When I entered college, I was about 165lbs. When I graduated I was 215lbs. When I quit my job I was 245lbs. Yes I was a fat ass. The week I quit my job at KPMG, I had a gig in Chicago. After the gig, I had to get back to LA for some reason so I was running down O’hare airport. I ran down a flight of stairs and I missed the last step. I rolled my ankle and fell. I fell pretty damn hard and not a single soul helped me up. I don’t blame them though because when a fat person falls, it is fucking hilarious! When skinny people fall, it is almost graceful and beautiful. It is similar to a leaf falling from a tree in the fall. I got up immediately because I felt like a dumbass. This is one situation you can’t play off cool.
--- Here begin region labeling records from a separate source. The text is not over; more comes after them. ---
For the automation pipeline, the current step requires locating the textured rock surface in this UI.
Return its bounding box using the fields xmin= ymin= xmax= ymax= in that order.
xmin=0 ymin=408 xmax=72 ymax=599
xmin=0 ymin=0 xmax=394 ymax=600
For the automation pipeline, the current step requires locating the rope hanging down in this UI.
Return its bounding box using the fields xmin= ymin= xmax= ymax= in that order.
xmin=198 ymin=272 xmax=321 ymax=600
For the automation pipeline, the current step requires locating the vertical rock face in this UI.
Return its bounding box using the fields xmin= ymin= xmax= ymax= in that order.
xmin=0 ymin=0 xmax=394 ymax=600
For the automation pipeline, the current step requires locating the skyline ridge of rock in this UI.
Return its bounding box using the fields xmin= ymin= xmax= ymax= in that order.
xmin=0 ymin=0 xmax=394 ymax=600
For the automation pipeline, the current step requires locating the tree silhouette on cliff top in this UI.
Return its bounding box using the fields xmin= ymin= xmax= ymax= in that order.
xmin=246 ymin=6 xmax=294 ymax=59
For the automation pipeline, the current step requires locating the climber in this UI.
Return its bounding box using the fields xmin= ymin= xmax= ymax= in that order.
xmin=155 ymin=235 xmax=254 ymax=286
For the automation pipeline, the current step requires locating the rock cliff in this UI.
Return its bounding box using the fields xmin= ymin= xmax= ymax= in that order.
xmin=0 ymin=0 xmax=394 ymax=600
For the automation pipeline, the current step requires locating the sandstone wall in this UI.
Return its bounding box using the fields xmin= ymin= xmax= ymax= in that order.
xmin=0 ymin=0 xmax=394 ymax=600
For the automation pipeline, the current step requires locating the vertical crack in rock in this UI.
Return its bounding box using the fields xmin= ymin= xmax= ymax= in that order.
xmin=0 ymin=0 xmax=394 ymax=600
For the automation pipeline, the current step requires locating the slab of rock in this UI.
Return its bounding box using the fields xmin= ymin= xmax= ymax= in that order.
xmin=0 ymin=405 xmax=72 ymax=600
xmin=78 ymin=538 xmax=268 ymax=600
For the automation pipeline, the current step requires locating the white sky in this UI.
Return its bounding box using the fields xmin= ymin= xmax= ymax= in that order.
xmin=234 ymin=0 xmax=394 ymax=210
I get to the plane, barely. I rather be in LA (my home) with a sprained ankle than in Chicago (not my home). So once we line, I limp my ass back to my car and drive home. I ice my fucked up right ankle and tried to get some sleep. I felt my heart beating from ankle. Wonderful I thought.

I wake up the next morning and when I looked down at my ankle, it was the size of my knee. I called a family friend who is a podiatrist. I said you need to check this shit out because there is no way my ankle is just sprained. He tells me to come in right away. I get up putting all my weight on my “good foot”. Well my “good foot” said fuck you just collapsed on me. I was thinking what the fuck is going on. I was so heavy that I couldn’t support my body weight on one foot! To add to that, within the span of 24 hours, I hurt both my ankles! I was fresh out of fucking luck.
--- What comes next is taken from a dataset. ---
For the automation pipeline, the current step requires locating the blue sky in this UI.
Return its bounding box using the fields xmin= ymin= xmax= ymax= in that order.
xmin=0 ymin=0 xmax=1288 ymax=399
So it took me 30 minutes to get to my car. I live on the first floor! I walk into the doctor’s office like I got gang raped in jail. It turns out that my first injury; I tore some ligaments on my ankle. The second injury, was because bones in my ankle splintered out due to the weight of my body. The doctor told me that I should stay off my legs. I told him I don’t know how to fly so that may be a little difficult. He said he can’t give me crutches because that wouldn’t make sense. He suggested that I get a walker. I told him to fuck off. I told him I am 25 years old and I didn’t have tennis balls, so no walker.

He shot me up with morphine and I got home and stayed indoors for one whole month. I ate like a refugee. After the month was over, I lost 40 lbs. Not from working out but from not eating. The anorexics have the right idea when it comes to weight loss.

After a month of being immobile, I still wasn’t completely healed. I had a terrible limp and my ankles were still kinda fucked up. I had to call my good buddy, Ms. Accupunture, who came over to my place and placed a gang of needles in my body. My ankles got better within the first session!

While I was recovering, I applied Ben-Gay on my ankles because well it seemed to be working more than the medication that was given to me by the podiatrist. So as I was watching TV and putting on some Ben Gay, the famous Girls Gone Wild promo videos came on. Without thinking, my hands went down stairs to touch my baby spitter. I forgot about the Ben Gay on my hands but I was quickly reminded. It started to burn real bad but… I aint no quitter so I finished.